1. Humanism facilitates ecological collapse.
Belief in the right of human supremacy over all other species (whether explicitly for domination or under the guise of stewardship) has brought us to the brink of an ecological collapse that will lead to a world of polluted wastelands and destroy most species on Earth, including the human species. Divorcing ourselves from values of aliveness, wildness, and regeneration has achieved disastrous consequences for the majority of the human species as well as all other species on Earth and all known habitats.
2. Humanism furthers alienation.
Belief in human separation from "nature" has forced us into a roles that foster neuroses and madness; an alienated existence inflicts increasing psychological and spiritual harm to we who live and more and more in a sterile, deadened, mechanical, symbolic world of control.
3. Humanism believes in speciesist Dominion.
The social construct of property arises from a humanist perspective that treats other species and landbases only as utilitarian to certain humans rather than possessing even the most rudimentary levels of intrinsic worth (spirituality), self-ownership (philosophy), consideration for ecological contribution (functionalism), or belief that they have no superior or subordinate value (nihilism/egoism).
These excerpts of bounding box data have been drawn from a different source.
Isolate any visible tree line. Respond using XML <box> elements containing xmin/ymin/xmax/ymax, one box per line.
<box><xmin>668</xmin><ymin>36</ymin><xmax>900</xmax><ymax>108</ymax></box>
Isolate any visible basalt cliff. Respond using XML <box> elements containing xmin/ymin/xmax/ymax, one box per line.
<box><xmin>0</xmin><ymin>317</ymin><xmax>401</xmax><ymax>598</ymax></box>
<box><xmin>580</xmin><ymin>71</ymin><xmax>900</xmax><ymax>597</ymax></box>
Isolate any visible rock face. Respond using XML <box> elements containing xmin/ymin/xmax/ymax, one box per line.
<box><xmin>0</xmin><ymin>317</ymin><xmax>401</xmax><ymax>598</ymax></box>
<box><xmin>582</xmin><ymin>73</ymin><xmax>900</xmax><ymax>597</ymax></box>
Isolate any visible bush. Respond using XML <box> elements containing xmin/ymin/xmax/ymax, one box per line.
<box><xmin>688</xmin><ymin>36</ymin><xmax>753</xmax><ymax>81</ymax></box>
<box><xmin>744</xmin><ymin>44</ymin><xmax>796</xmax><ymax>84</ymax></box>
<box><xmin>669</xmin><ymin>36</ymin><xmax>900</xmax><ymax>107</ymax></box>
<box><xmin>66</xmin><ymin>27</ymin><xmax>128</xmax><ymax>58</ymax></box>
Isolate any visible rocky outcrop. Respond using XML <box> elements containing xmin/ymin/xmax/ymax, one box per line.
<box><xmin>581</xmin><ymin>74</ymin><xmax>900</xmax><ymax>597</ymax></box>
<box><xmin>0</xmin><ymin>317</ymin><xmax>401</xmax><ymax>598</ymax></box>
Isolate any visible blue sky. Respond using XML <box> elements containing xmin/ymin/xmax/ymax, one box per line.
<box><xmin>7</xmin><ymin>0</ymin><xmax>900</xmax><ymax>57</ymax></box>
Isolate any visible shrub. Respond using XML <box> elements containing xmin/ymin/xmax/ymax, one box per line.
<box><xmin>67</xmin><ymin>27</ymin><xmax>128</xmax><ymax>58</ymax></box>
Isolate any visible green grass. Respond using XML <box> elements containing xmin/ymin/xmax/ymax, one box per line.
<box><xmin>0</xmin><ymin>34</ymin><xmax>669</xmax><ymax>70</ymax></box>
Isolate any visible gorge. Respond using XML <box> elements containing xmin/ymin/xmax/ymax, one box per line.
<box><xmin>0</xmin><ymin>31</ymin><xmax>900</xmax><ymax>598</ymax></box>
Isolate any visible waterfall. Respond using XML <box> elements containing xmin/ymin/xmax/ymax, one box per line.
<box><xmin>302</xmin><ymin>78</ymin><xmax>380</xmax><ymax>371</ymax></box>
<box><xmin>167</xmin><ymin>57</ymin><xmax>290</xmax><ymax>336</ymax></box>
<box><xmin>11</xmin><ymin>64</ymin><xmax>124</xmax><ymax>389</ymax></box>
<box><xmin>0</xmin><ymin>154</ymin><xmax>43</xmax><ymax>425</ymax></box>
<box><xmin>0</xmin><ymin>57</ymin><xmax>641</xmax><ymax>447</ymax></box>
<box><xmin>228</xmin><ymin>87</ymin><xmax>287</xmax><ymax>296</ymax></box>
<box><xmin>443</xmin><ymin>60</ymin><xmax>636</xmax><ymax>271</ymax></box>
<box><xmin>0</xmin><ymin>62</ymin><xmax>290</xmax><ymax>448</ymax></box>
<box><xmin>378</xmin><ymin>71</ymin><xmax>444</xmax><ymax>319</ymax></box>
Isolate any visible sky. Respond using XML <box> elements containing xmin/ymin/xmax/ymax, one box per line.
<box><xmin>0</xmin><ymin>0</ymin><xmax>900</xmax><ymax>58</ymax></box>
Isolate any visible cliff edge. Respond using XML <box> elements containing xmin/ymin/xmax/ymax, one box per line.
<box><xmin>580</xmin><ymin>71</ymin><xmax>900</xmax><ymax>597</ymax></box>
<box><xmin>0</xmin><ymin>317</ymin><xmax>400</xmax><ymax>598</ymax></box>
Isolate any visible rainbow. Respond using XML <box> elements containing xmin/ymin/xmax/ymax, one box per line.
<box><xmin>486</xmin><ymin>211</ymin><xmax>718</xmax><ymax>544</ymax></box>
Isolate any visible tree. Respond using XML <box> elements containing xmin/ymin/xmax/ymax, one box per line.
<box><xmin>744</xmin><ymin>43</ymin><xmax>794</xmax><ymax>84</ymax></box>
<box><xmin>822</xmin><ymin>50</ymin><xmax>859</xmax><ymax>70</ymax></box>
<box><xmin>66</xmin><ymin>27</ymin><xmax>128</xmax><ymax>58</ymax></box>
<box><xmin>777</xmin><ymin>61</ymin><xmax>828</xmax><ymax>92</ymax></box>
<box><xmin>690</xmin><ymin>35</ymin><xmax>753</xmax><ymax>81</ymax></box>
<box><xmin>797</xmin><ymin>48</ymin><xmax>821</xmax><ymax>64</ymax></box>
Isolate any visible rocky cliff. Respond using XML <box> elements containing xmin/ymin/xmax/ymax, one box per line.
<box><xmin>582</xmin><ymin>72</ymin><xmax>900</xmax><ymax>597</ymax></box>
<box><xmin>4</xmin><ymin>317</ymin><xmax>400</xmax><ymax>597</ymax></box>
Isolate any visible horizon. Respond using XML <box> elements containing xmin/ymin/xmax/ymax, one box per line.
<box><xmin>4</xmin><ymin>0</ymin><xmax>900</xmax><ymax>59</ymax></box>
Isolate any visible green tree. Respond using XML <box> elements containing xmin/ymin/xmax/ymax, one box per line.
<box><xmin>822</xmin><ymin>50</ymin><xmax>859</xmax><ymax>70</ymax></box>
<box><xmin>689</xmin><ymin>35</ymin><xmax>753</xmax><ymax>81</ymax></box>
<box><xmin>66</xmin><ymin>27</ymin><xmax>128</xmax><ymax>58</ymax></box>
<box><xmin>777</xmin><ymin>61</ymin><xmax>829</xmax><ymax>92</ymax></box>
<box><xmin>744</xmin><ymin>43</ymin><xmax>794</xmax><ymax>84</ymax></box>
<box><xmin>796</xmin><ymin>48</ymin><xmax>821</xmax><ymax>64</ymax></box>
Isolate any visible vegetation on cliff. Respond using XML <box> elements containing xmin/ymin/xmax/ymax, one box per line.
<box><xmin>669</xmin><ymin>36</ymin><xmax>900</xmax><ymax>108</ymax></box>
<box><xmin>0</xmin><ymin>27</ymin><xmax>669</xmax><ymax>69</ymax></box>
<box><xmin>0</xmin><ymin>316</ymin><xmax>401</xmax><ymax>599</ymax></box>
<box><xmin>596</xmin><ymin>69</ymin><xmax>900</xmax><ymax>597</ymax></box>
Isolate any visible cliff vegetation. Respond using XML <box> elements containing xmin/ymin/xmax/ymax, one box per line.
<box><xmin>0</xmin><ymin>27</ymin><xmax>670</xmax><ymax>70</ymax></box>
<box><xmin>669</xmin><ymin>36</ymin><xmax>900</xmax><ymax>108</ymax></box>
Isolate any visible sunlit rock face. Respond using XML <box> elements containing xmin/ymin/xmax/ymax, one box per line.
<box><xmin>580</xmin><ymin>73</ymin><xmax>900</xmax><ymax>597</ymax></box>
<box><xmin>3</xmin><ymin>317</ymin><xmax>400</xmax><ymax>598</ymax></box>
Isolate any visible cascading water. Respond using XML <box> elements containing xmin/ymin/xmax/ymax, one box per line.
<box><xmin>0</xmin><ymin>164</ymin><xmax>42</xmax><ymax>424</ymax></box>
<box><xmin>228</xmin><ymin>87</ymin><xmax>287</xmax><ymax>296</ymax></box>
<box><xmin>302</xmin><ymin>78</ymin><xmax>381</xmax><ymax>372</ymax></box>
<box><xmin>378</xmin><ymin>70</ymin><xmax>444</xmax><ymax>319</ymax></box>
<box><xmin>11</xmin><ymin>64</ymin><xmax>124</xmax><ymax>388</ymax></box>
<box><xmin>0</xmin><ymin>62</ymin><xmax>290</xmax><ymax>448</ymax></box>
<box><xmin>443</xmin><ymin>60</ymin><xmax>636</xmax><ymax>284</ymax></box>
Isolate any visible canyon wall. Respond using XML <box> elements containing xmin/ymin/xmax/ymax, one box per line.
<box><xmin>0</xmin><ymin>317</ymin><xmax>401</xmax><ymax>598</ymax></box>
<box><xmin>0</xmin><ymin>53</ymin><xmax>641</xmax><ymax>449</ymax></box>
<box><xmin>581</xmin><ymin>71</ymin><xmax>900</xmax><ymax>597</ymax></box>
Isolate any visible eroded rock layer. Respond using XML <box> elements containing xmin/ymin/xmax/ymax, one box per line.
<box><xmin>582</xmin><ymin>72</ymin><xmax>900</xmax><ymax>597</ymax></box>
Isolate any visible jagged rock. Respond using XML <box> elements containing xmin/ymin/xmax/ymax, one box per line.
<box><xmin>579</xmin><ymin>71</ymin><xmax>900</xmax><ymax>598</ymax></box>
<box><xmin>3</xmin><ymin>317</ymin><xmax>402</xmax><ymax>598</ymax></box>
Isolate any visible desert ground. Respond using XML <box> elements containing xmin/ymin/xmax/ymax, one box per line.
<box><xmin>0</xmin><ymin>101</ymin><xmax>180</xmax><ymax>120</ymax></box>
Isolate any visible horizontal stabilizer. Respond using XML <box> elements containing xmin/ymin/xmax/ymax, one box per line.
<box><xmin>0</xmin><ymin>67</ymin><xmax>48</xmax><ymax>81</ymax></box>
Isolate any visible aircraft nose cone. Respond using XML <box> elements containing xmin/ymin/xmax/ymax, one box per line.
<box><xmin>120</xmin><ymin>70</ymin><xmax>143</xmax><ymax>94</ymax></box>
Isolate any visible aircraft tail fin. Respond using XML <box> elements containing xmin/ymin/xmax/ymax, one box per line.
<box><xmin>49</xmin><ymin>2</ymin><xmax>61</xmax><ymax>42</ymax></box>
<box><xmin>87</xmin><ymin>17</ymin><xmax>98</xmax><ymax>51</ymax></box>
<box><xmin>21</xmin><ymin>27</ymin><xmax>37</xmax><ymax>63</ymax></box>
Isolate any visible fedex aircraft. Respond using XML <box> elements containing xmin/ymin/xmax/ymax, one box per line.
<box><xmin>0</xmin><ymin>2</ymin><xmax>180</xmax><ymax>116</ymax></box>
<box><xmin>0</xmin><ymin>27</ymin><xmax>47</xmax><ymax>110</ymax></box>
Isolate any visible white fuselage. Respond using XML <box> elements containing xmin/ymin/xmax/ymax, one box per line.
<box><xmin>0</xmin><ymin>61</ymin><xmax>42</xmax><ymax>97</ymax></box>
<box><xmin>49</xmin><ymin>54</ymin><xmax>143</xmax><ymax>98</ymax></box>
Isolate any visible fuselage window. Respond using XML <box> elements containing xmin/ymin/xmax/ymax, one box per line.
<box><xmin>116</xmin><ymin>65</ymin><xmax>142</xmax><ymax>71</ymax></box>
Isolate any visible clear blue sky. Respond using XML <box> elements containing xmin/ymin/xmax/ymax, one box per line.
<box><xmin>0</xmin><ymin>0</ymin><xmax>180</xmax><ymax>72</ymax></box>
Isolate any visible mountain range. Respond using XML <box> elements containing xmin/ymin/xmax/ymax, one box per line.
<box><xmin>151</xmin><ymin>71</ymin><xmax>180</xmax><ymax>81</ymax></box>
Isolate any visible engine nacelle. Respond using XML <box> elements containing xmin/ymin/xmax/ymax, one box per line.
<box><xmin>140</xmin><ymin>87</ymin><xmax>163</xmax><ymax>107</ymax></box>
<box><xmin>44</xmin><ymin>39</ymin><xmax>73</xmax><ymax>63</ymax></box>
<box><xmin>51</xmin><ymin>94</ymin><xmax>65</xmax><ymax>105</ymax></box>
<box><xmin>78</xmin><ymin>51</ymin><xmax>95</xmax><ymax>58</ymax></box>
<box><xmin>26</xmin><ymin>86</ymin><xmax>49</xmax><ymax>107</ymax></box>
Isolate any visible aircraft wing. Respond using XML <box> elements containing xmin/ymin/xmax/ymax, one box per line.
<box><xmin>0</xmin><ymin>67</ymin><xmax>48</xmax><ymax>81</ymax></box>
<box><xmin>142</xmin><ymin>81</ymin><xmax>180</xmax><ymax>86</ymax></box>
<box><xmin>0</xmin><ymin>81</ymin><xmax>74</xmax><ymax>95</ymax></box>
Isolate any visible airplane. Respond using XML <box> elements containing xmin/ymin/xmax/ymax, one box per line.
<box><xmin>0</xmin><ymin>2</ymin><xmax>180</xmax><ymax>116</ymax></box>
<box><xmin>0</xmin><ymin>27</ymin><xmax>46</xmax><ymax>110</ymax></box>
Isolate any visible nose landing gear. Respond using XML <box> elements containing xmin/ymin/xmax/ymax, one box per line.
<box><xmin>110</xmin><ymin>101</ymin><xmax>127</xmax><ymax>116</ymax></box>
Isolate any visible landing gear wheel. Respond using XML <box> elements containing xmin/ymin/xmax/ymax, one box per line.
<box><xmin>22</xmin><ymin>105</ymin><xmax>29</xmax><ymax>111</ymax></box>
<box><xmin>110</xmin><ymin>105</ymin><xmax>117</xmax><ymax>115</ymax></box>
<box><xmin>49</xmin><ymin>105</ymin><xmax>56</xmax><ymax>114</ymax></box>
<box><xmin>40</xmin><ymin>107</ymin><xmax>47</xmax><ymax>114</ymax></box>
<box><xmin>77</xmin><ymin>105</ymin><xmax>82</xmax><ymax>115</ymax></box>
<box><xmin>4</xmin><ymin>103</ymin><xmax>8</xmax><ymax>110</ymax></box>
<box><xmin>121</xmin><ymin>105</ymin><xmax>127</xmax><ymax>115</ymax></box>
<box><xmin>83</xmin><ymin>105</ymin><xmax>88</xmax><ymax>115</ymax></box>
4. Humanism rationalizes abuse.
To do this humanists arbitrarily elevate some measure (e.g. intellect, rationality, tool use) or content (e.g. soul, nervous system) to justify authoritarian behavior toward anyone classified as external. Such criteria change to rationalize the desire for authoritarian behavior as desired. Humanism makes excuses and rationalizations for human behaviors toward other species (slavery, extermination) that humanists would never concede to other entities (e.g. aliens or machines) with greater of even the agreed-upon measures or contents. It's an identity defense system, not a moral truth.
5. Humanism speaks the Myth of Progress.
Humanists almost always believe in the Myth of Progress, the belief that the state of humanity is always positively improving socially or technologically in a straight, forward, unidirectional line toward utopia, or at least claim this pattern has occured so far with the development of the Neolithic Revolution. Humanists believe that no other species does this, that humans are the subject and consciousness of the cosmos, and therefore everyone and everything else is an resource to exploit.
6. Humanism acts as the modern religious authority.
Humanism replaces God at the throne of authority with a particular and unquestioned image of the human species (the rational, productive man), and creates a new clerical class of scientists, technicians, bureaucrats, and others that mediate and divvy out "Progress".
7. Humanism has racist, colonialist mythology & history.
Humanism has constructed myths of an external "environment" and demonizes a concept of "nature" that it perceives as hostile to human aims.
Humanism therefore has easily accommodated racism, as it is anti-"nature" and therefore to some extent anti-any-ethnicity-that-resembles-"nature", such as "savages", "witches", "barbarians", "cavemen", "Indians", "Negroes", and supported those who embody a struggle against "nature", such as "pilgrims", "pioneers", "mountain men", Victorian-era masculine hetero males, Western scientists, who just happened to also be the colonizers.
8. Humanism hates wildness.
Humanists usually love the features of urban society that biotically cleanse landscapes to replace them with monuments to the greatness of Man and and testaments to the glory of Industry, artifacts of repression.
9. Humanism hates aliveness.
Humanists usually posses an intense attachment to mass society and technophilia and drawdown of non-renewables, and false notions that "Everything is natural" or "That which is natural is subordinate", and "Technology is neutral". On a spectrum of (a) all lifeforms and landbases have value, to (b) only humans and their settlements and artifacts and symbols have value, to (c) only industrial technology has value, humanists are a lot closer to (c) than they'd like to admit, and have justified or rationalized the eradication or subjugation of "backward" peoples and entire species or habitats for increasing technical complexity (see: Marxists, transhumanists). For the most part, humanists today can more easily come to terms with having no more traditional indigenous people on Earth, no more migratory songbirds on Earth, no more old growth forests on Earth, than having no more computers on Earth.
10. Humanism inherits ignorance & arrogance.
Humanist rhetoricians therefore often just cloak colonialism and dominion, taking them for granted or applauding them without giving room to radical critiques of their origins, histories, and trajectories, and in fact suppressing dissidents historically.
11. Humanism acts as another concept of sacrifice for control.
Stirner: "How is it with mankind, whose cause we are to make our own? Is its cause that of another, and does mankind serve a higher cause? No, mankind looks only at itself, mankind will promote the interests of mankind only, mankind is its own cause. That it may develop, it causes nations and individuals to wear themselves out in its service, and, when they have accomplished what mankind needs, it throws them on the dung-heap of history in gratitude."
12. Humanism has a cold heart.
Some anarchists have trouble confining our opposition to slavery and extermination to just 1 in 8,700,000 species, during a mass extinction no less.